日立、「シリコン量子コンピューター」の量産化へ基盤技術開発始動 インテル・産総研と連携 | 電波新聞デジタル
**周辺回路の同一基板集積**
シリコン方式はCMOSプロセスと親和性が高いため、量子ビットだけでなく制御回路や(将来的には)誤り訂正のためのデコーダー回路なども同一チップ、あるいは同一パッケージ内の近接した基板に集積しやすくなります。超伝導方式でも「cryo-CMOS」と呼ばれる極低温対応の制御ICを併設する研究はありますが、素子の製造プロセスがそもそも異なる(量子ビットはジョセフソン接合、制御回路は通常のCMOS)ため、集積の親和性ではシリコン方式に分があります。量子ビット数が増えるほど配線本数(I/O)がボトルネックになるため、この「同一基板での集積」は多ビット化のスケーラビリティに直結する重要な利点です。
**動作温度の優位性と発熱源の近接配置**
おっしゃる通り、シリコン量子ビットは100mK〜1.5K程度で動作可能なため、超伝導方式(数mK)より一桁近く「温度的な余裕」があります。これにより、動作時に多少の熱を出す制御・読み出し回路を量子ビットのすぐ近くに置いても、冷凍機の冷却能力の範囲内に収まりやすくなります。超伝導方式だと、発熱する回路は極低温ステージから離して配線で引き回す必要があり、これが配線密度と信号遅延の制約になっています。

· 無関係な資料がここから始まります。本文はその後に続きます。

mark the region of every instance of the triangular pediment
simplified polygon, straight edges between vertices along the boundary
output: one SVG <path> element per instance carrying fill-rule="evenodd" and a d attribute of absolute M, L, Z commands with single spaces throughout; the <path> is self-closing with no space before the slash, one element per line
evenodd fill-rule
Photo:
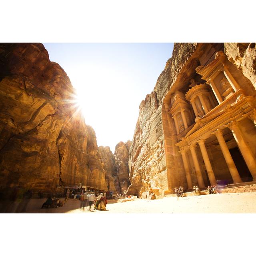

つまり「CMOS互換性」と「比較的高い動作温度」は独立した利点ではなく、互いに補強し合う関係にあります。CMOS回路を集積したいからこそ、その発熱を許容できる温度マージンが効いてくる、という構図です。これが今回の日立・インテルの提携でも「高密度な実装技術」の開発が重視されている背景と言えそうです。